Are species real?
deepreef at BISHOPMUSEUM.ORG
Tue Apr 11 08:37:18 CDT 2006
> THAT precisely what I have always wondered about this question. What does
> "real" mean? Why is it important that they be so? It smacks too much of
> metaphysics for my taste.
The important thing is that any two people engaged in a discussion about it
define it the same way. I think the crux of the question is this: Does
evolution produce assemblages of individual organisms that cluster together
in objectively definable units; or do we *define* species to suit our
particular needs of communication. So the meaning of "real" in these
conversations might best be represented as "natural" -- to be contrasted
with "artificial", which I would define more or less as "invented by
humans". The only "test" I can see for examining whether species might be
natural, as opposed to artificial, is whether two separate human cultures,
with no interaction between them, come up with congurent nomenclature to
describe the organisms in their environments. If species are "natural" one
would expect a high degree of congruence. But this test is weak, because
different cultures have different levels of technology and biological
insight, and the biological nomenclature is often biased towards cultural
interactions with various organisms.
> I suppose a species is as "real" as any ASSEMBLAGE can be. Is a family
> real? Is a flock real? Is a city real? They are different from an
> individual, to be sure, but then, there is a lot of difference in what
> constitutes an "individual" in this world.

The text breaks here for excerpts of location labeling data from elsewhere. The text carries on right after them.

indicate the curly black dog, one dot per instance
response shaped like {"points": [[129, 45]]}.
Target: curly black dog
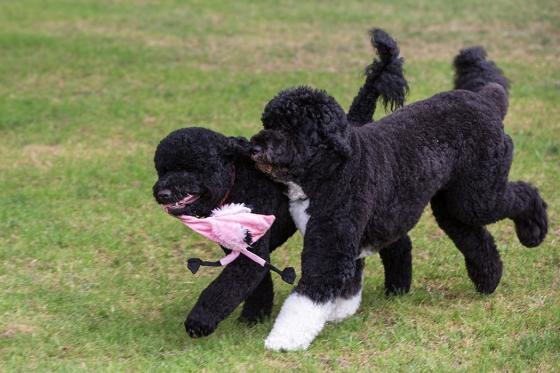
{"points": [[218, 169], [364, 188]]}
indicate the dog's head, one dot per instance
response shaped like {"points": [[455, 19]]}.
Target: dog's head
{"points": [[195, 168], [301, 126]]}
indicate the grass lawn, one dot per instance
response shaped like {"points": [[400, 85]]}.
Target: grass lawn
{"points": [[91, 270]]}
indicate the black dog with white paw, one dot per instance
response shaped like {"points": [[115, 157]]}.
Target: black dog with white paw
{"points": [[365, 187], [214, 169]]}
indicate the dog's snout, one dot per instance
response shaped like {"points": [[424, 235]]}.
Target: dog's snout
{"points": [[256, 149], [164, 195]]}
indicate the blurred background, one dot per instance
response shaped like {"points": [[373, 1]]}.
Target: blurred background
{"points": [[91, 270]]}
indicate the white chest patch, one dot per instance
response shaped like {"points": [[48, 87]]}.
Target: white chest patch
{"points": [[367, 250], [298, 206]]}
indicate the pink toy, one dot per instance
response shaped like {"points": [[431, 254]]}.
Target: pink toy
{"points": [[234, 227]]}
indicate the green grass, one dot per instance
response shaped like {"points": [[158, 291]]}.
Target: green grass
{"points": [[91, 270]]}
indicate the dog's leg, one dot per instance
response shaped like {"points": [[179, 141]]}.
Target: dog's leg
{"points": [[234, 284], [328, 260], [348, 302], [477, 245], [523, 204], [397, 263], [259, 304]]}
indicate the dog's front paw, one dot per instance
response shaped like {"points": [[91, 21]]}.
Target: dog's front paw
{"points": [[287, 342], [199, 328], [298, 323]]}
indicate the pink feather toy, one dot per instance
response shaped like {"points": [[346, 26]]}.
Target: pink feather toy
{"points": [[234, 227]]}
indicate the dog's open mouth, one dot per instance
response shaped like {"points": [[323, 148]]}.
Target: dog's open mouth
{"points": [[264, 167], [171, 207]]}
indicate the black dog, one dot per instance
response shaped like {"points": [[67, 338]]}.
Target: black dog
{"points": [[364, 188], [218, 170]]}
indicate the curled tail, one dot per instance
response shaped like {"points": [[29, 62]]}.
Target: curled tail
{"points": [[473, 72], [384, 77]]}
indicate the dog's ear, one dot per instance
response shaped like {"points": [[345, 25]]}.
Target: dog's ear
{"points": [[237, 147]]}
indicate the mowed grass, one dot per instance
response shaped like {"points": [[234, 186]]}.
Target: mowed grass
{"points": [[91, 270]]}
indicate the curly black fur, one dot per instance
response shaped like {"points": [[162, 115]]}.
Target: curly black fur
{"points": [[368, 186], [384, 77], [218, 169]]}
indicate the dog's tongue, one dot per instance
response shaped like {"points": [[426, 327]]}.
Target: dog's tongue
{"points": [[182, 203]]}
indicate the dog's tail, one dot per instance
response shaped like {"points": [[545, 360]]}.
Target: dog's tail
{"points": [[474, 72], [384, 78]]}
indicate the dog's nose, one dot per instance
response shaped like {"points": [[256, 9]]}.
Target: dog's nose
{"points": [[164, 195], [256, 149]]}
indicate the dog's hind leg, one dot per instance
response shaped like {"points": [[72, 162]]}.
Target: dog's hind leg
{"points": [[523, 204], [348, 302], [397, 263], [258, 305], [477, 245]]}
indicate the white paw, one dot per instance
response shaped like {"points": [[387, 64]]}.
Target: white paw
{"points": [[300, 320], [345, 307]]}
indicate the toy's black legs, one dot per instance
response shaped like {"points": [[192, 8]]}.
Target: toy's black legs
{"points": [[237, 281], [477, 245], [397, 263], [259, 304]]}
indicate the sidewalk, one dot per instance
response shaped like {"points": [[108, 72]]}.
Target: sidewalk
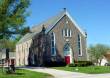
{"points": [[67, 74]]}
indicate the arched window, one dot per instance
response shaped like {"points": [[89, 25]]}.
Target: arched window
{"points": [[53, 49], [66, 32], [79, 46], [66, 49]]}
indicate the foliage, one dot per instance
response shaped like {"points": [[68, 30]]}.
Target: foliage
{"points": [[81, 64], [13, 15], [21, 73], [8, 43], [89, 69], [97, 52]]}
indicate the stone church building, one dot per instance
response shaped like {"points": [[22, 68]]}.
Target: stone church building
{"points": [[58, 39]]}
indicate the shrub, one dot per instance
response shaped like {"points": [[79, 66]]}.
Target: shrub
{"points": [[81, 64], [55, 64]]}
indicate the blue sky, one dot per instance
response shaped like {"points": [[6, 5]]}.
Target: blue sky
{"points": [[91, 15]]}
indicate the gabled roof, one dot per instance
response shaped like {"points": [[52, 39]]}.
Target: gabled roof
{"points": [[50, 23], [27, 37]]}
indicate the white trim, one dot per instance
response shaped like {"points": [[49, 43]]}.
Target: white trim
{"points": [[54, 45], [80, 47], [67, 32], [73, 21]]}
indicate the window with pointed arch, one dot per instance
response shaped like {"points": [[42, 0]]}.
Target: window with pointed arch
{"points": [[66, 49], [79, 46], [66, 32], [53, 49]]}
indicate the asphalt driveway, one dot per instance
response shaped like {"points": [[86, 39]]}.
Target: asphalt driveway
{"points": [[67, 74]]}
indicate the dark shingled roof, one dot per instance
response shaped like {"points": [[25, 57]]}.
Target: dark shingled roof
{"points": [[48, 25], [37, 28], [27, 37]]}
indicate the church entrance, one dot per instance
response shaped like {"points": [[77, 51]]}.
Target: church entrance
{"points": [[68, 54]]}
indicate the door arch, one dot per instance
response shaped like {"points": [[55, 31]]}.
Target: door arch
{"points": [[68, 53]]}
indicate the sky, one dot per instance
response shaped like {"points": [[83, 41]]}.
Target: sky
{"points": [[93, 16]]}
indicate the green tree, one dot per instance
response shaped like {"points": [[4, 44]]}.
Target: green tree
{"points": [[12, 18], [97, 52]]}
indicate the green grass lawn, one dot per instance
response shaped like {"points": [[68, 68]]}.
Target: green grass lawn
{"points": [[89, 70], [21, 73]]}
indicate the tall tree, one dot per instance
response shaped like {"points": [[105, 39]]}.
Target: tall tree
{"points": [[12, 17], [97, 52]]}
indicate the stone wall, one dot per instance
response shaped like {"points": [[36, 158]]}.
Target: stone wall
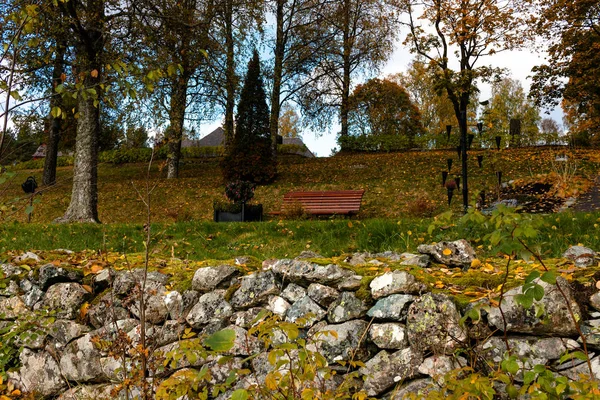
{"points": [[404, 336]]}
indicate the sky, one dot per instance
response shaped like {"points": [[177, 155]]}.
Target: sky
{"points": [[518, 63]]}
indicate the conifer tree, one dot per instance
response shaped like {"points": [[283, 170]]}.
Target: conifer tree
{"points": [[249, 156]]}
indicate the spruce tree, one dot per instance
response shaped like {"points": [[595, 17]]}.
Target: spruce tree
{"points": [[249, 156]]}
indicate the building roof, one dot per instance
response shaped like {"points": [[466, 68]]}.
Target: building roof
{"points": [[217, 138]]}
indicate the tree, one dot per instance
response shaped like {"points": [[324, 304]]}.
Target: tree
{"points": [[509, 101], [471, 29], [435, 108], [382, 107], [360, 37], [550, 132], [289, 123], [249, 156]]}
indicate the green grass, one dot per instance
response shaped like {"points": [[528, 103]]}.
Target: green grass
{"points": [[207, 240], [396, 185]]}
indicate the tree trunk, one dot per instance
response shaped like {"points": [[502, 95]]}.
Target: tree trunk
{"points": [[89, 58], [176, 119], [277, 74], [230, 78], [49, 175], [347, 52]]}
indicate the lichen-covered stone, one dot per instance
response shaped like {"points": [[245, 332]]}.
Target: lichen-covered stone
{"points": [[344, 344], [293, 292], [50, 274], [385, 370], [345, 308], [581, 256], [40, 374], [306, 309], [278, 306], [390, 336], [433, 324], [555, 319], [392, 308], [304, 273], [323, 295], [208, 278], [65, 299], [254, 290], [210, 306], [453, 254], [395, 282]]}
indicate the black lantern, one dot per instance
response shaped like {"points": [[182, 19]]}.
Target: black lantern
{"points": [[470, 140], [29, 185], [450, 194], [480, 128]]}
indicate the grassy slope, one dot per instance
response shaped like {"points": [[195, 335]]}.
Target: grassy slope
{"points": [[393, 183]]}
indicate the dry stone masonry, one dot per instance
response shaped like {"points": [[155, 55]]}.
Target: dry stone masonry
{"points": [[405, 336]]}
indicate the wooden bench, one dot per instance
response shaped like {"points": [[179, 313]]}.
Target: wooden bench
{"points": [[340, 202]]}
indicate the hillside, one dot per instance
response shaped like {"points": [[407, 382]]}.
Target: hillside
{"points": [[397, 184]]}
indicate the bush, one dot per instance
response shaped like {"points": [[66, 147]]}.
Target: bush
{"points": [[374, 143]]}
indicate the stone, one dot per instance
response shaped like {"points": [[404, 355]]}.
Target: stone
{"points": [[346, 344], [346, 308], [28, 258], [12, 308], [422, 260], [80, 361], [104, 309], [210, 306], [389, 336], [249, 318], [33, 296], [9, 270], [255, 289], [278, 306], [323, 295], [293, 292], [555, 319], [154, 300], [396, 282], [581, 256], [40, 374], [307, 309], [458, 253], [530, 351], [174, 303], [50, 274], [433, 324], [393, 308], [304, 273], [64, 331], [350, 283], [418, 387], [126, 281], [385, 370], [208, 278], [244, 344], [103, 279], [439, 365]]}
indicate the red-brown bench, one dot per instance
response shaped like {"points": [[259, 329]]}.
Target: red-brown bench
{"points": [[339, 202]]}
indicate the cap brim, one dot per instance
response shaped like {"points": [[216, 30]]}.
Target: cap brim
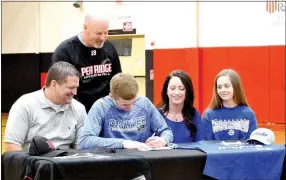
{"points": [[55, 153], [257, 139]]}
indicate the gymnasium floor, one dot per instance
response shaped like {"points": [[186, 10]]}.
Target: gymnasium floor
{"points": [[279, 130]]}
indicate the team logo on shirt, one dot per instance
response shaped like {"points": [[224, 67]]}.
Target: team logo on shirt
{"points": [[231, 132], [103, 69], [132, 125]]}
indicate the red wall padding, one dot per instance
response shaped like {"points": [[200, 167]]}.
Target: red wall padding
{"points": [[262, 70]]}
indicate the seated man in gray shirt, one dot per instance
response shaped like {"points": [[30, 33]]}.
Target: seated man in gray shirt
{"points": [[50, 112], [123, 120]]}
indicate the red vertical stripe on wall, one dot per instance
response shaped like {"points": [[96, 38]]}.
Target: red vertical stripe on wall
{"points": [[262, 70], [277, 84], [43, 79]]}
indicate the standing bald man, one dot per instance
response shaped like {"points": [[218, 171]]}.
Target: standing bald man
{"points": [[95, 58]]}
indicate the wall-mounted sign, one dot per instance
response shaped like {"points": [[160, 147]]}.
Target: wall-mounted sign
{"points": [[127, 26]]}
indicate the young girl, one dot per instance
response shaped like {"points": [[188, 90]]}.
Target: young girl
{"points": [[228, 117], [178, 110]]}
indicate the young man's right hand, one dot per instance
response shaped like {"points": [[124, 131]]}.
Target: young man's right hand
{"points": [[128, 144]]}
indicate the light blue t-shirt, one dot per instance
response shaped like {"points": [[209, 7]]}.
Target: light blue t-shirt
{"points": [[181, 132], [107, 126], [235, 123]]}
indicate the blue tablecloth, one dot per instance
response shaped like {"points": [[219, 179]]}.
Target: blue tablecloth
{"points": [[241, 161]]}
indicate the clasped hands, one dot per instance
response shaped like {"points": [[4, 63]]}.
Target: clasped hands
{"points": [[151, 142]]}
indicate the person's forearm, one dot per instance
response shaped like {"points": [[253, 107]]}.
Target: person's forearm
{"points": [[12, 147], [90, 142]]}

A good example of "natural" units are the chemical elements. Although there
are variations (ions, isotopes), the distinction between, say, Nitrogen and
Oxygen is unambiguous and objective.
I think part (most?) of the problem underlying these conversations in
relation to organismal "species" is that different people see it from
different perspectives. I don't know of anyone who would disagree that a
Palm tree and a human fall into separate objectively discernable units. In
fact, I'd wager that everyone who looked at the totality of living organisms
on Earth would find that any particular individual organism either
unambiguously does, or unambiguously does not, belong to the species Homo
sapiens. So in this sense, it's easy to think of species as natural and
"real". But if you look at it from a broader perspective -- unconstrained by
any particular moment in time -- and consider all antecedents of every
living organism on Earth, would it be equally unambiguous for all individual
organisms as to whether or not they were, or were not, Homo sapiens? In
this case, I'd wager not.
So, back to your comment about assemblages (families, flocks, cities,
etc.) -- I don't think "real" is an appropriate characterization of these
things. Certainly it is *useful* for us communicating humans to *define*
units of assemblages to which we apply labels -- and I think this is VERY
true in the case of species (as one might expect, given that I am an alpha
taxonomist). But there is a difference between "useful" and "real" (or
"natural") that goes beyond mere semantics. The difference is in how we, as
taxonomists, approach the question of assigning names to clusters of
organisms. Do we try to answer the question, "Are these populations the
same or different species?" Or, do we instead focus on the question "Is it
useful or not useful to assign different names to these two populations?"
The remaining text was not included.